Established in 1995, the Mary MacKillop Foundation continues its namesake's legacy and responding to people in need, offering hope and practical help by supporting small life-changing projects to provide relief from suffering, distress, poverty, destitution, misfortune and helplessness.
Sr Julianne will spend a week at Mary MacKillop Place in North Sydney and then faces another long drive with the van when she hits the highway and returns to her home in the Port Pirie Diocese of South Australia.
"But this time there'll be no rush and I can take my time," she says cheerfully, admitting that at the end of her almost nine month long odyssey she is both "exhausted and exhilarated."
"Travelling such a lot can be tiring but the experience of the past eight and a half months has been profound, filled with highlights and very special moments," she says.
The Travelling Sisters Roadshow was designed by the Sisters of St Joseph and the Mary MacKillop Foundation to help children in cities, towns and rural communities come to terms with the string of Australian disasters that devastated communities earlier this year, ranging from the floods across Queensland, NSW and Victoria to the destruction wrought by Cyclone Yasi to overwhelming damage to homes and livelihoods from the bushfires that swept WA early this year.
"Even if children are not directly impacted by these disasters, they can still be affected by the images they see on television," Sr Julianne explains.
A teacher and school principal in Port Pirie for more than two decades, one way Sr Julianne helped children come to terms with the disasters and understand what other children might be going through, was to help them "walk in those children's shoes."
Using a pair of shoes, children were encouraged to step into them and imagine what it was like for children on the other side of Australia whose homes had been swamped by floods or razed to the ground by bushfires.
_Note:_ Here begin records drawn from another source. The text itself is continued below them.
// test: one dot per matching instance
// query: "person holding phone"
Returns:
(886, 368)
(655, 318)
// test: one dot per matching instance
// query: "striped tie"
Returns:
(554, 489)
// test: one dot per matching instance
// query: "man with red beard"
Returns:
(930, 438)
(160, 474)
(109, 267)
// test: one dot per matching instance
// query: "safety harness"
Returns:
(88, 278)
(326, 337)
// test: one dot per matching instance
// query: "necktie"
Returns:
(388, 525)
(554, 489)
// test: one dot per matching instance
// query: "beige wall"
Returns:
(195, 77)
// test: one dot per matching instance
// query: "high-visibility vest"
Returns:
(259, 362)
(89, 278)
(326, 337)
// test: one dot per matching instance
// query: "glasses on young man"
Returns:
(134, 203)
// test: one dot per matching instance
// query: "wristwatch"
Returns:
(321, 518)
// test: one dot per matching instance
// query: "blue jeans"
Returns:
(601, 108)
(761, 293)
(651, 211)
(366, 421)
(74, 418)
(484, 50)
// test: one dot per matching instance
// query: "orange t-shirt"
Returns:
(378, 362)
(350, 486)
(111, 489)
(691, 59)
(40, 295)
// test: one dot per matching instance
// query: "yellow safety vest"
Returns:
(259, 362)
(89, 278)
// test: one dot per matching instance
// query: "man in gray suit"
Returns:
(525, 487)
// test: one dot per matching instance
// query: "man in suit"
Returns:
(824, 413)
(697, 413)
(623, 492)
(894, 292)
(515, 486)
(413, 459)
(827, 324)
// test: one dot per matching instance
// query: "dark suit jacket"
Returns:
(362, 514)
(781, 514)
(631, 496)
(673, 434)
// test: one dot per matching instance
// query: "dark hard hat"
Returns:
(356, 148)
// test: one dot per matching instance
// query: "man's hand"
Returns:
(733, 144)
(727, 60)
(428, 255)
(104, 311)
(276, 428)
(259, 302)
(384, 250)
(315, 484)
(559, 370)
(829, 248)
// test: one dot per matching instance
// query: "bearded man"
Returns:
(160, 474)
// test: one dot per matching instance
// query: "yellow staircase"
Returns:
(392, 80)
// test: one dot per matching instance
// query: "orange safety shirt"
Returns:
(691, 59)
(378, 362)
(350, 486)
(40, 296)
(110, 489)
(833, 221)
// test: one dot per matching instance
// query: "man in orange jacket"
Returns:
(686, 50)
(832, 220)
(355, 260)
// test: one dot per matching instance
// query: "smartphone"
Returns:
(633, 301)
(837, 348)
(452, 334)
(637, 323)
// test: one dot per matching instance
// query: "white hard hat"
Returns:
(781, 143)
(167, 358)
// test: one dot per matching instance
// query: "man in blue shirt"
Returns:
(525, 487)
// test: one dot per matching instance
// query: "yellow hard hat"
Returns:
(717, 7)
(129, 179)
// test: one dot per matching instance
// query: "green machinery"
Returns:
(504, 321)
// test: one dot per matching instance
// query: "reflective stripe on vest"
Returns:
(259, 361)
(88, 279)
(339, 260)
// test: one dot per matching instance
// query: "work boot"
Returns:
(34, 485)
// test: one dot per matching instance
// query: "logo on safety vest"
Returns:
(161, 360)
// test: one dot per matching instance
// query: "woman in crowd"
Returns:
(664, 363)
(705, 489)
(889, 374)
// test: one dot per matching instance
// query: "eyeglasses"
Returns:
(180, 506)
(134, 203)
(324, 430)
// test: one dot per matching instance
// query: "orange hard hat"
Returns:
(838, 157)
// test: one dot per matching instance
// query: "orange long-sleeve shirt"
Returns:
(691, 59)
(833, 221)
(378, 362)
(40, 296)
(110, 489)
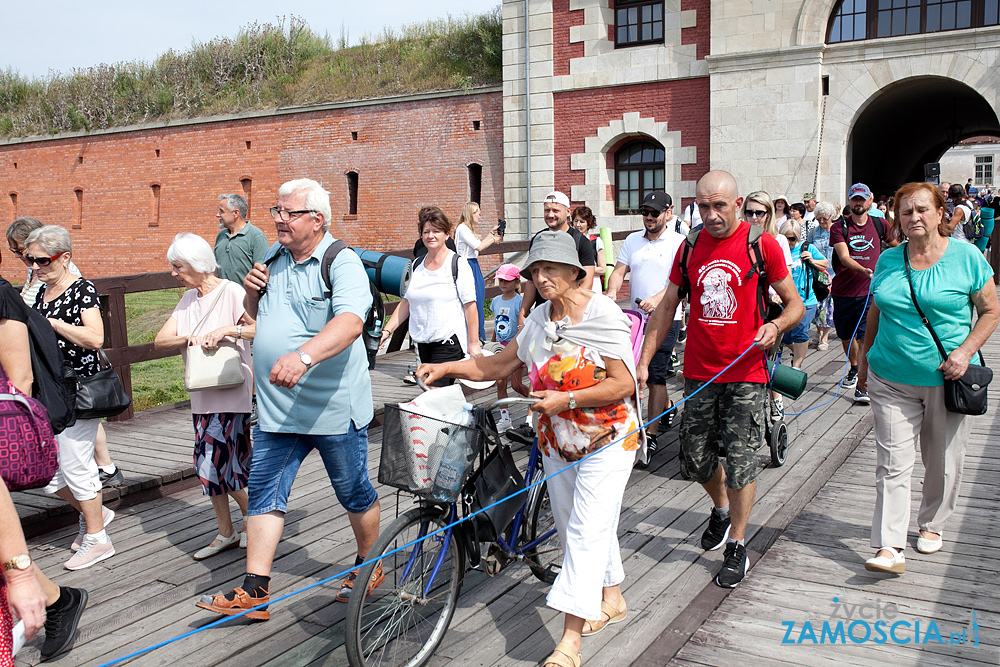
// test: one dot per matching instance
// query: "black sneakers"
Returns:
(734, 567)
(716, 533)
(61, 620)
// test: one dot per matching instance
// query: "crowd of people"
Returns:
(307, 371)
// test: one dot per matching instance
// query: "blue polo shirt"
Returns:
(333, 392)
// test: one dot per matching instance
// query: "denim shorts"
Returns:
(276, 461)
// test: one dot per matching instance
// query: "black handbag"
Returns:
(968, 394)
(101, 394)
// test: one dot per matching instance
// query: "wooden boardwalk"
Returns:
(820, 559)
(146, 593)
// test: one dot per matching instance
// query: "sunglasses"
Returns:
(42, 261)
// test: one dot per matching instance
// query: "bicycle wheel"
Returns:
(402, 622)
(544, 558)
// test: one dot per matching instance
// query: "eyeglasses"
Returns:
(286, 216)
(42, 261)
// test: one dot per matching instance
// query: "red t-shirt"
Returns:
(724, 319)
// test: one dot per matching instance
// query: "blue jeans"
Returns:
(276, 461)
(477, 276)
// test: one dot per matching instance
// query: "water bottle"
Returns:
(454, 457)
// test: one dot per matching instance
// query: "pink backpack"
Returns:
(29, 455)
(635, 318)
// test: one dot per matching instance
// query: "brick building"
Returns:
(125, 193)
(791, 96)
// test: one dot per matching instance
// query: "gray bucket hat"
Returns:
(556, 247)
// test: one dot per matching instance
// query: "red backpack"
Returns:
(29, 455)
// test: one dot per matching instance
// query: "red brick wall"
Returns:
(562, 49)
(699, 35)
(407, 154)
(683, 104)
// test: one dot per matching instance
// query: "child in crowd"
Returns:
(505, 309)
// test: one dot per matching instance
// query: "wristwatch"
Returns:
(19, 562)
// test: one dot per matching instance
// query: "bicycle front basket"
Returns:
(413, 446)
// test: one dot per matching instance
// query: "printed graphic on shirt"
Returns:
(718, 299)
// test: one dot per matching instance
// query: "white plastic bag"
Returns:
(421, 434)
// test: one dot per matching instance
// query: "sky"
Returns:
(61, 35)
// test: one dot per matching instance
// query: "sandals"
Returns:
(562, 656)
(613, 616)
(347, 585)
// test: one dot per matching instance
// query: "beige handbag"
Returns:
(213, 369)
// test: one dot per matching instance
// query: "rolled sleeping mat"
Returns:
(609, 254)
(390, 274)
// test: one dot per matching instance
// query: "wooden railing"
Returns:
(112, 293)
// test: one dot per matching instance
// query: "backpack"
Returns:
(974, 227)
(766, 309)
(879, 228)
(54, 383)
(29, 455)
(371, 332)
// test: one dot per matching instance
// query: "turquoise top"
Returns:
(802, 276)
(336, 391)
(903, 350)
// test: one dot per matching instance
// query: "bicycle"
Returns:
(404, 620)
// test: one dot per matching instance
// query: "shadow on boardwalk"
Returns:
(146, 593)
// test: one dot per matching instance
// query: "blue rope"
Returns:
(323, 582)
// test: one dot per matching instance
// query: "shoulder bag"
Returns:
(101, 394)
(220, 368)
(29, 455)
(968, 394)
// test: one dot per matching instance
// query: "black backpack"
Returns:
(766, 309)
(371, 333)
(54, 381)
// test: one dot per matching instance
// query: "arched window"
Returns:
(638, 169)
(854, 20)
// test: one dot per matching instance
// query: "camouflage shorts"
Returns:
(730, 413)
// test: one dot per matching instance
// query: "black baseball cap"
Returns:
(658, 200)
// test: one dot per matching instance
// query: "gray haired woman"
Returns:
(71, 305)
(209, 312)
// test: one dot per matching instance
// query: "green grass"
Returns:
(160, 381)
(264, 67)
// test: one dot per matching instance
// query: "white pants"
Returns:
(903, 413)
(586, 502)
(77, 467)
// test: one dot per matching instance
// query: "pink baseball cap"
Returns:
(508, 272)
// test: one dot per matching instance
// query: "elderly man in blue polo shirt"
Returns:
(313, 388)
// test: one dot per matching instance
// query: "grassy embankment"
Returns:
(263, 67)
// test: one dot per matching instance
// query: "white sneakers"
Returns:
(893, 565)
(926, 546)
(91, 551)
(107, 514)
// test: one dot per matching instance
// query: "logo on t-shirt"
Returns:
(502, 323)
(718, 300)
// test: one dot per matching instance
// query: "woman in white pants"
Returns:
(580, 363)
(904, 373)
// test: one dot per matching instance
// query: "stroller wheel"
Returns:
(778, 440)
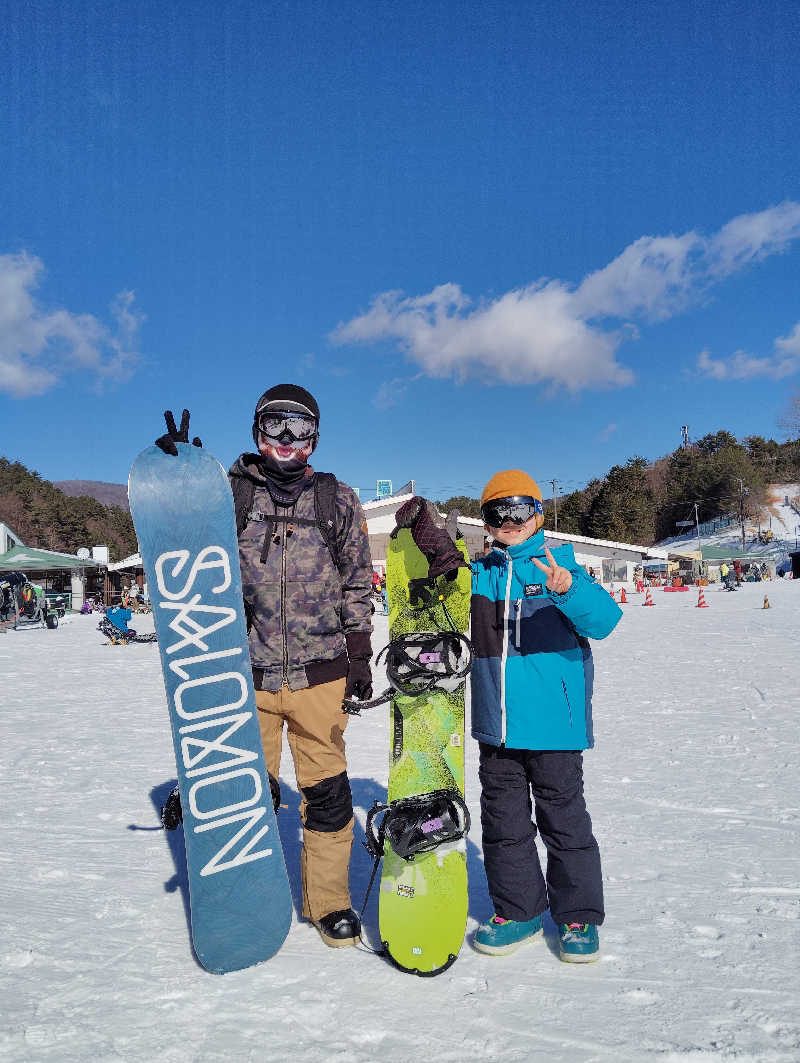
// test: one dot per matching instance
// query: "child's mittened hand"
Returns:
(559, 580)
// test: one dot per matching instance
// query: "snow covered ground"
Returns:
(695, 797)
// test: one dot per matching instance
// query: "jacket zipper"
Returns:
(285, 636)
(504, 659)
(566, 698)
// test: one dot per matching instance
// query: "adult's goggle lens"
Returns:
(513, 510)
(276, 424)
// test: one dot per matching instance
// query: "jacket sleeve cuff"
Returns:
(359, 645)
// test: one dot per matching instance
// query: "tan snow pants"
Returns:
(315, 725)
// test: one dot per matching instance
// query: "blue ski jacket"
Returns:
(532, 674)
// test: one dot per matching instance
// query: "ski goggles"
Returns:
(277, 423)
(516, 509)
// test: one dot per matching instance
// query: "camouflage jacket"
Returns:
(305, 619)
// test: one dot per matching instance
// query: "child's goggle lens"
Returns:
(276, 423)
(513, 510)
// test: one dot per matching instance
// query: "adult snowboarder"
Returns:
(306, 595)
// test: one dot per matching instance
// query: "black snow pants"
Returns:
(573, 889)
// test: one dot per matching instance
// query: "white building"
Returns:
(611, 561)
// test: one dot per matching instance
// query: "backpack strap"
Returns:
(324, 507)
(243, 491)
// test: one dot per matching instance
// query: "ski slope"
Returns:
(693, 790)
(780, 517)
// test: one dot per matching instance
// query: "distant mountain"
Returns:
(108, 494)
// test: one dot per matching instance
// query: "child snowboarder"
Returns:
(533, 610)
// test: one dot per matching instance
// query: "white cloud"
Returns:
(564, 335)
(525, 336)
(742, 366)
(39, 346)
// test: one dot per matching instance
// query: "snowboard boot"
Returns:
(172, 813)
(339, 929)
(578, 942)
(500, 937)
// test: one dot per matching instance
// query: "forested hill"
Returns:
(642, 501)
(43, 516)
(109, 494)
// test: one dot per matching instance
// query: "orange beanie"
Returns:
(509, 483)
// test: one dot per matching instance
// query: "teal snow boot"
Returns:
(500, 937)
(578, 942)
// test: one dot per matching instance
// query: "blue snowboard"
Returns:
(239, 894)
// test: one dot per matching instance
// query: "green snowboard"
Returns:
(422, 908)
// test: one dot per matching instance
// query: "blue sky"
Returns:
(483, 235)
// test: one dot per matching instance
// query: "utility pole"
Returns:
(742, 510)
(555, 506)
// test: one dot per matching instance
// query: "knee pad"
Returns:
(328, 804)
(275, 791)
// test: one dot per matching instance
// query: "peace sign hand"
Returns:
(559, 580)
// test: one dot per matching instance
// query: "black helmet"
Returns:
(290, 398)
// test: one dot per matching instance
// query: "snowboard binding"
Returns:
(418, 824)
(172, 814)
(419, 662)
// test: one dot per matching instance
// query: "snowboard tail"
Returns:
(240, 900)
(422, 907)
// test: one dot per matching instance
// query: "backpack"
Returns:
(324, 508)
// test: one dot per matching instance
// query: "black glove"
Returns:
(173, 435)
(441, 552)
(359, 680)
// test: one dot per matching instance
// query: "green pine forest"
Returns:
(45, 517)
(637, 502)
(642, 501)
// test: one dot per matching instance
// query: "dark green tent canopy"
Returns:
(29, 559)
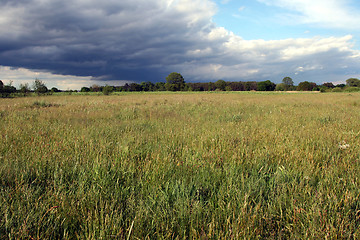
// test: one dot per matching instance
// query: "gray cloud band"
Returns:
(144, 40)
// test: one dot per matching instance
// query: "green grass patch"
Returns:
(180, 166)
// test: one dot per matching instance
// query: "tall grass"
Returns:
(180, 166)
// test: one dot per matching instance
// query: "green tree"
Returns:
(306, 86)
(39, 87)
(288, 83)
(175, 82)
(160, 86)
(353, 82)
(220, 85)
(280, 87)
(54, 89)
(107, 90)
(24, 88)
(85, 89)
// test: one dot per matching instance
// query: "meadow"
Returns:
(181, 166)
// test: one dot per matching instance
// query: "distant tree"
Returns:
(107, 90)
(95, 88)
(85, 89)
(147, 86)
(306, 86)
(280, 87)
(134, 87)
(7, 90)
(24, 89)
(160, 86)
(211, 86)
(39, 87)
(328, 85)
(220, 85)
(54, 89)
(341, 85)
(266, 86)
(288, 83)
(353, 82)
(126, 87)
(175, 82)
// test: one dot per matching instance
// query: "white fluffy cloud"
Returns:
(144, 40)
(325, 13)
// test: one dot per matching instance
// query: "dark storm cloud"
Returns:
(144, 40)
(120, 39)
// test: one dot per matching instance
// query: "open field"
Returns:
(181, 166)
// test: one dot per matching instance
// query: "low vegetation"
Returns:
(180, 166)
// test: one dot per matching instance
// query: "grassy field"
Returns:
(181, 166)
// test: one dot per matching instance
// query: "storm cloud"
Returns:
(144, 40)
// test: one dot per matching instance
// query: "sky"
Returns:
(71, 44)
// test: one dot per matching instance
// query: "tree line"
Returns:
(175, 82)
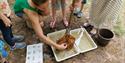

Sr Julianne also encouraged children to send postcards to the youngsters at schools in hard hit areas.
"They wrote to other children, sending them jokes or drawings or just saying 'thinking of you,'" she explains and admits she was delighted when she was in Tully recently, a town devastated by Cyclone Yasi, to discover the children had received postcards from their counterparts in WA as well as the Eastern states, and that the Tully youngsters were penning their own postcards in return.
There were also instances of spontaneous generosity among the children she spoke to.
"One small boy at a school in regional Australia listened intently to how much some people had lost and what it was like to suddenly have nothing. He was only six or seven but keen to help and on his own initiative picked the five apples on his family's apple tree and sold them to his classmates, and handed me the money to help those in need," she says.
The selflessness of children and their eagerness to help others was and is a continuing inspiration, she says.
In addition to helping children come to terms with the recent disasters, the Travelling Sisters Roadshow also raised awareness about the Mary MacKillop Foundation.
For the past 16 years, the Foundation has supported more than 300 projects. These include giving assistance to indigenous groups, people with disabilities as well as rural and isolated communities in need.
The Foundation also funds Aboriginal and Torres Strait Islander Tertiary Scholarships and since this initiative began, 32 young indigenous people have graduated with a further 35 currently in the midst of their studies.
"Every year we invite community-based self-help projects to apply for a 12-month grant of up to $10,000 with 40 such grants being awarded each year," Sr Julianne explains. "But in light of this year's series of natural disasters in Australian, the Foundation gave 40 extra grants to specific projects that focussed on disaster recovery."